Censys has a great search function. There’s a ton of different things you can search by. Looking at the frontend of cobalt, I decided to search for any pages containing the word cobalt. This would lead to a lot of websites, so I decided to search for just the title instead. The title of the frontend is just simply cobalt. This is the query I used:

services.http.response.html_title: "cobalt"

I found a great chunk of instances to start with from this. However, these were only the frontend instances. On all frontend instances, I made sure to use it and see what API it sends the request to. I used my browser’s network feature to see where it sends the POST request to. Some sent them to co.wuk.sh, which is the official API instance. However, some sent them to either a domain or the same IP address but a different port.

With these random IPs, I wanted to find out if there was a domain connected to them. To find that out, Censys Search shows if there are any domains connected to that IP. I was able to find most domains using this method. I also did a reverse query search on SecurityTrails of the IP and did some guessing of common names. I also looked at the /api/serverInfo endpoint, as there is a url string in the JSON it returns. This URL is the API URL. I compiled a list and published it to the cobalt Discord.

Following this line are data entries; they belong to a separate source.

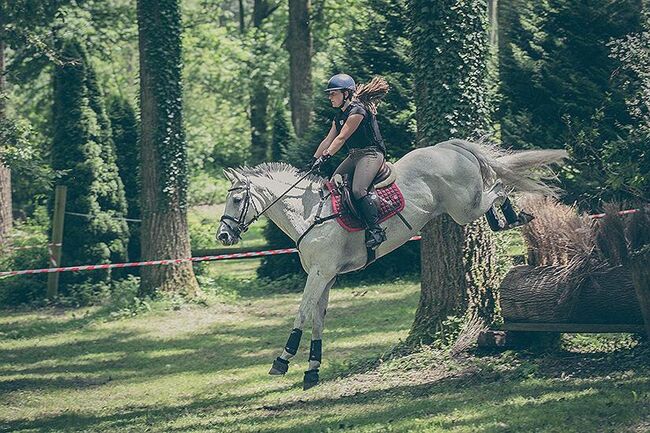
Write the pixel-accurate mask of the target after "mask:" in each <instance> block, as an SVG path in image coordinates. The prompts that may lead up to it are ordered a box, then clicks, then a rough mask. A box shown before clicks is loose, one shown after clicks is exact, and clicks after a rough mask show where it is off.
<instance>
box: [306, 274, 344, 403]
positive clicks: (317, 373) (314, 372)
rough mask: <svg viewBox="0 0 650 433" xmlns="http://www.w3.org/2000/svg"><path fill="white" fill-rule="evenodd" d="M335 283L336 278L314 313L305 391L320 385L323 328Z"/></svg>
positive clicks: (320, 297)
mask: <svg viewBox="0 0 650 433" xmlns="http://www.w3.org/2000/svg"><path fill="white" fill-rule="evenodd" d="M334 282H336V278H332V281H330V282H329V283H327V286H326V287H325V290H324V291H323V294H322V295H321V297H320V299H319V300H318V303H317V304H316V311H315V313H314V320H313V324H312V331H311V344H310V346H309V368H308V369H307V371H305V377H304V379H303V383H302V389H303V390H308V389H309V388H311V387H313V386H316V385H318V379H319V378H318V369H319V368H320V365H321V360H322V354H323V328H324V326H325V314H326V313H327V303H328V302H329V298H330V289H331V288H332V286H333V285H334Z"/></svg>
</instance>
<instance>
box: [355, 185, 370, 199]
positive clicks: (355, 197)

cobalt by default in its docker-compose.yml exposes ports 9000 and 9001. One is for the frontend, and the other is for the API. You could use these ports to search as well, but I’ve seen a lot of different ports. 9000 is a very common port, so you will get a lot of random services online. Most users probably won’t change what interface the ports are bound to. The 2 ports cobalt uses are bound to 0.0.0.0, which means it’s public.

Finding API Instances

There was a small issue with the query I used above. What if there were API instances with no frontend alongside it? That’s where this query comes in:

services.http.response.body_hash="sha1:bf53b9ab96065ed263df9ebcd2b3b0c4d88242b5"
The query listed above does not work anymore. cobalt has changed how the root of the API is served, as it redirects to /api/serverInfo, which makes the hash not work. Each /api/serverInfo will be different as it contains the start time.

Instead, you can query using services.http.request.uri: "api/serverInfo" to see current ones. Censys Search will track redirects, and hitting the root of the API will redirect.

I'm keeping the query above just for history reasons.

With Censys Search, you can search the hash of the content a website returns. Since the API (on the root endpoint) redirects to /api/json, Censys Search was able to see that redirect and record it. That endpoint displays the same JSON every time. That means I can use the hash it returns to find any other open instances. Since the hash does not change, this means anything it finds is 100% cobalt instances!

After I made this discovery, I found even more countless instances. Using my domain searching tricks above, I had a growing list of instances.


New Instance Tracker

My instance tracker now has well over 50 instances being tracked. Since I added them, I redesigned the site and even added a scoring system to determine how “good” an instance is by the percentage of media it can download. If it’s at 100%, it passed all tests. However, some services need cookies and extra information attached to download the media. Region locking is also a problem as well. This list can be used if the main cobalt instance is blocked for a service.


Conclusion

I had a lot of fun doing this, and it made me work on my instance tracker more and give it the love it needed. I now often use the searches above to find any new instances that pop up every so often.